Как артист, я консервативен. Более того, я ярый противник любой вульгарщины. Если бы я был занят в нынешней постановке «Онегина» в нашем театре, то с режиссером точно бы сцепился! Есть моменты, которые я как человек просто не приемлю.
— Курьезные случаи были на сцене?
— И не раз! Однажды пел партию Эскамильо в опере «Кармен». Идет последняя сцена. Станок высотою два с половиной метра проходит почти вдоль сцены. Я поднимаюсь, делаю поклон. Прохожу дальше, надо спускаться, гляжу: лестницу монтировщики не поставили. А я в белом костюме, да еще в котурнах на высочайших каблуках! И уже через 10-12 тактов моя сцена начинается. Делать нечего, прыгаю с этой высоты. Чтобы притушить боль, ору! Реву по-медвежьи! Приземляюсь и тут же выхожу к публике, отпеваю последнюю сцену.
После этого захожу за кулисы и нахожу помрежа. Я никогда и никому не грубил. Но тут, думаю, сорвусь! Так ведь нет! Говорю спокойным тоном: «Лестницы-то ведь не было…»
В ответ почти паническое, что называется, задним числом, изумление. И я же ее сам и успокаивал...
— Вы были дружны с Хворостовским. Каким он вам запомнился?
— Потрясающая личность! Был очень порядочным, умел дружить по-настоящему. У него было невероятное трудолюбие, доходившее до какого-то самопожертвования! В прошлом году я проводил в Кыштыме вечер его памяти.
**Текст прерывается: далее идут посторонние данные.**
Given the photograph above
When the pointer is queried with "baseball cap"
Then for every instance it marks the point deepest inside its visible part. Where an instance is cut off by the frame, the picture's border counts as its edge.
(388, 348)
Вот только утром его вспоминал. Подумал: Димка ушел в 55, мне уже 61. Но я не хочу сдаваться и не хочу знать ни о какой пенсии! Будет продлен у меня контракт, не будет, все равно буду петь! Дима до последних дней пел. И я тоже хочу, как и он, петь, пока горит мой факел.
От Баха до Лободы
— Вас может увлечь не классика? Например, слушаете ли «Битлз», тяжелый рок?
— Знаете, однажды увидел: Хворостовский слушает попсу. «Дима, ты что?!» — спрашиваю его.«А что, мне нравится! — отвечает. — Это меня заводит». Я тоже, как и Дима, слушаю все! Еду в машине, могу включить легкую эстраду и даже рэп. Я принимаю всякую музыку!
— От Баха до Лободы?
— Именно так: от Баха до Лободы!
— Если простужаетесь, как спасаете свой певческий аппарат? Муслим Магомаев в таких случаях ел мороженое, дескать, клин клином вышибает! И ведь помогало!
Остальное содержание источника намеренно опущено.